Record HTTP Requests with Recorder

TL;DR

This guide shows you how to use a recorder tool (like Proxyman or Charles Proxy) to capture and inspect the HTTP requests your applications are making. This is useful for debugging, security testing, and understanding application behaviour.

Steps

1. Choose a Recorder Tool: Several tools can record HTTP traffic. Popular options include:
   • Proxyman: User-friendly interface, macOS focused. https://proxyman.io/
   • Charles Proxy: Cross-platform (Windows, macOS, Linux), powerful features. https://www.charlesproxy.com/
   • Fiddler Everywhere: Free option with good functionality. https://www.telerik.com/fiddler

   For this guide, we’ll assume you are using Proxyman, but the general principles apply to other tools.

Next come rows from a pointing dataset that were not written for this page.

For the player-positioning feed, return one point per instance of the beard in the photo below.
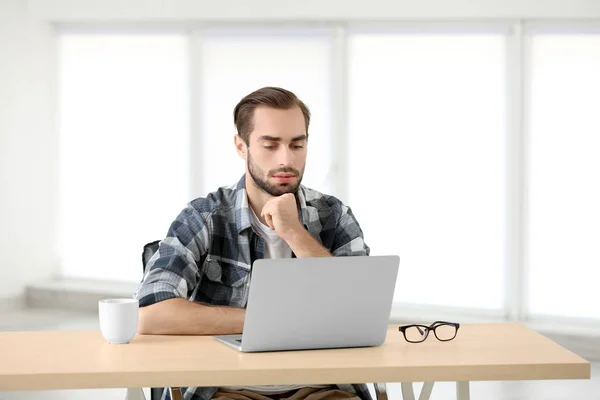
(273, 189)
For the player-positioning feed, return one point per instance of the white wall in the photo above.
(315, 10)
(28, 150)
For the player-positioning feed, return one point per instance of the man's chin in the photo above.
(281, 189)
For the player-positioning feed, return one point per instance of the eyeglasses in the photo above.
(443, 331)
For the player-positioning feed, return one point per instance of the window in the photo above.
(235, 64)
(427, 170)
(564, 171)
(123, 148)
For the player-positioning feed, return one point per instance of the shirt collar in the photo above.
(243, 218)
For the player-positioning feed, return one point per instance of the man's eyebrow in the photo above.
(270, 138)
(278, 139)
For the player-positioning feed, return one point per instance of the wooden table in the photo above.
(46, 360)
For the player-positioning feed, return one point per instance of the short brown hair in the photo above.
(273, 97)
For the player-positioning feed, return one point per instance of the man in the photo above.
(198, 281)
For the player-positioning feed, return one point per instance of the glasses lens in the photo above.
(445, 332)
(415, 334)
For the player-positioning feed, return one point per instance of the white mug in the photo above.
(118, 319)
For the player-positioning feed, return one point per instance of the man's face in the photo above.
(276, 154)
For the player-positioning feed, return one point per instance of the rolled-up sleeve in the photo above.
(173, 272)
(349, 240)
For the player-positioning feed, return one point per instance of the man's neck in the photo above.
(257, 198)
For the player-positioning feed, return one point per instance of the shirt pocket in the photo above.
(223, 283)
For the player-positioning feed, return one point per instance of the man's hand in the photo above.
(281, 214)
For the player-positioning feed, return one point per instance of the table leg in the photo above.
(407, 391)
(175, 394)
(135, 394)
(462, 390)
(381, 391)
(426, 390)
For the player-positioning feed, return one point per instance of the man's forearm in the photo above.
(304, 245)
(183, 317)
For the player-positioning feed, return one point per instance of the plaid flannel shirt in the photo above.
(210, 247)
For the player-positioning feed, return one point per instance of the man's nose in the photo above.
(285, 157)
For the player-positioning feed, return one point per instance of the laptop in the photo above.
(317, 303)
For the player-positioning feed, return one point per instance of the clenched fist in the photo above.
(281, 215)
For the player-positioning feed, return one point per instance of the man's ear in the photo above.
(240, 146)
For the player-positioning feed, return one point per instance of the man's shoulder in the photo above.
(221, 200)
(321, 201)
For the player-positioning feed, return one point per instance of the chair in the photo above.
(156, 393)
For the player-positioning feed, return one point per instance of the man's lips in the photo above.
(284, 177)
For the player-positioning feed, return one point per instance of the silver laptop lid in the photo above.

2. Install and Configure the Recorder:
   • Download and install your chosen recorder tool.
   • Configure your system or application to use the recorder as a proxy. This usually involves setting an HTTP/HTTPS proxy address and port in your operating system’s network settings, or within the application itself. Proxyman typically uses localhost:9090 by default.
3. Configure Your Application to Use the Proxy:
   • Web Browser: Most browsers allow you to set a proxy in their settings (usually under Advanced or Network). Set it to localhost and port 9090.
   • Mobile App: For iOS, go to Settings > Wi-Fi > select your network > HTTP Proxy and choose ‘Manual’. Enter localhost and port 9090. For Android, the process varies depending on the device manufacturer; you may need a dedicated proxy app or configure it through Wi-Fi settings.
   • Desktop Application: Some applications have built-in proxy settings. Others might require environment variables (see step 4).
4. (Optional) Environment Variables for Desktop Apps:

   If your desktop application doesn’t have a GUI proxy setting, you can often use environment variables:

   • Linux/macOS: Open your terminal and set the following:

     export http_proxy=http://localhost:9090
     export https_proxy=http://localhost:9090

   • Windows (Command Prompt):

     set http_proxy=http://localhost:9090
     set https_proxy=http://localhost:9090

5. Start Recording:
   • Open the recorder tool.
   • Click the ‘Record’ or similar button to start capturing traffic. In Proxyman, this is usually a large red record button.
6. Use Your Application:

   Now, use your application as normal. All HTTP requests will be intercepted by the recorder.

7. Inspect the Requests:
   • The recorder tool will display a list of captured requests.
   • Click on a request to view its details:
     • Headers: Request and response headers (e.g., Content-Type, User-Agent).
     • Body: The data sent with the request or received in the response (e.g., JSON, XML).
     • Status Code: The HTTP status code (e.g., 200 OK, 404 Not Found).
8. Stop Recording:

   Click the ‘Stop’ button in the recorder tool when you are finished capturing traffic.

Troubleshooting

• No Traffic Captured: Double-check your proxy settings in both your system/application and the recorder tool. Ensure the application is actually using the proxy.
• SSL Errors: Some applications require you to trust the recorder’s certificate. Proxyman and Charles Proxy provide options for installing a trusted root certificate.